У Абеля пошаливали нервы, потому что Господь не дал ему способности говорить на чужом языке. И его по ночам мучила бессонница. Криста не сказала ему, что это просто высокомерие. Почему именно он не должен говорить на чужом языке, чем он лучше других?
Пузырек с таблетками стоял на месте. Карине, не задумываясь о последствиях своего поступка, положила в рот целую пригоршню таблеток и запила водой из-под крана.
После этого она вернулась в свою комнату и легла. Она никогда уже не погладит свою собаку, никогда не расскажет своему песику, как она любит его.
Шейна, ее последней спасительной соломинки в этом жестоком мире, больше не было в живых.
Это было последней каплей в чаше горечи и несчастий Карине. Она не могла этого пережить.
***
Ионатан очнулся на опушке леса. Сев, он увидел перед собой колосящееся поле пшеницы. Вдали виднелась деревушка с красными черепичными крышами.
«Германия, – подумал он. – Типично немецкая картина. Но как я попал сюда?»
И тут он вспомнил, где он до этого был. Разве он уже не…
Да, каким-то дьявольским образом он снова очутился поблизости от этого проклятого имения!
Неужели ему придется вернуться туда, на эту жуткую ферму, производящую совершенный, нордический тип людей?
Ему чуть не стало дурно.
– Я вижу, тебе это не нравится, – констатировал смеющийся голос сзади него. Он повернулся.
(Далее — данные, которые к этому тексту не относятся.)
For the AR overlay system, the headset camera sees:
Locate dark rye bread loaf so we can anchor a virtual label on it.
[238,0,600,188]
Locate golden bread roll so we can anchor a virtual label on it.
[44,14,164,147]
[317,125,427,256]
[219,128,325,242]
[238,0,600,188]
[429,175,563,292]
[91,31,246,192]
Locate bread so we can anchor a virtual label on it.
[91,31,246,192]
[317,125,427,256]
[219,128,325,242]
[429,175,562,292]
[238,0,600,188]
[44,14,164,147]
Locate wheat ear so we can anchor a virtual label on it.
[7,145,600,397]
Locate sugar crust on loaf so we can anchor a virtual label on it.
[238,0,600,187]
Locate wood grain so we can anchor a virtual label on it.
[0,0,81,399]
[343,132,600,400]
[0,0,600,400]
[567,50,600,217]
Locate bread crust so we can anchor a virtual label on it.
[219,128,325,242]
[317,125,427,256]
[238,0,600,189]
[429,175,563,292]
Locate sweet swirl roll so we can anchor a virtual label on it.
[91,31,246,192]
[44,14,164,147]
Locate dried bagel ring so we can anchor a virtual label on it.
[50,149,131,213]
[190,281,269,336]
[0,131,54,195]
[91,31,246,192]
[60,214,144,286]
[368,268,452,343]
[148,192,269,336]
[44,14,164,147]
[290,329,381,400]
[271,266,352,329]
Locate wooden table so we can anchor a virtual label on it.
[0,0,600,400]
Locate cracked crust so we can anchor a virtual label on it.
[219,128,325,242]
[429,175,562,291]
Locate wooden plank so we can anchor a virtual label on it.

– Ганд… – улыбнулся он в ответ. – Спасибо за помощь! Я совершенно не понимаю, как я попал сюда и почему ты привел меня именно на это место, но я очень рад снова видеть тебя. Я был болен? Я был без сознания?
– Слишком много вопросов сразу, – засмеялся фантастически прекрасный юноша. – Но я попытаюсь ответить на них. Я усыпил тебя, чтобы ты не увидел того, что происходит, и я переправил тебя сюда вовсе не потому, что хочу бросить тебя здесь, а потому, что ты сам хотел попасть сюда.
– Я? Хотел? Что-то я в этом сомневаюсь!
– Во всяком случае, ты бормотал что-то о девушке, которой пришлось туго, которую прогнали с фабрики Лебенсборн, потому что она не справилась со своим заданием. Поэтому наше возвращение домой несколько осложнилось, но, поскольку ты человек добросердечный, я решил заглянуть сюда.
– Я уже больше не добросердечный, – сурово произнес Ионатан. – Я стал холодным и жестоким после того, как они убили моего лучшего друга.
– Руне мог быть куда более жестоким, чем ты думаешь, – серьезно ответил Ганд. – И твой душевный холод не так глубок, как ты думаешь. Но пока ты здесь отдыхал, я отправился на поиски той девушки, которую они выставили, и нашел ее. Она живет в ближайшем городке, и ей приходится туго. Ее семья тоже отвернулась от нее, когда она вернулась из Лебенсборна как ни к чему не пригодная.
– Хорошо, что ты нашел ее, – сказал Ионатан. – И что ты сделал с ней?
– А это уж тебе решать. Теперь ты отвечаешь за нее.
– Но я же… – растерянно начал Ионатан, никак не ожидавший такого поворота дела. – Но сначала я должен встретить ее. Ведь я даже толком не знаю, как она выглядит, я видел ее лишь мельком в ту ночь.
– Но ведь образ ее прочно осел в твоих воспоминаниях!
– Очевидно, так. Да, я много раз думал о ней. Я настолько возненавидел ту, вторую, которая появилась на следующую ночь, что стал хорошо относиться к первой.
– Хорошо, в таком случае мы навестим ее. Начинать придется тебе самому, так что будь добр!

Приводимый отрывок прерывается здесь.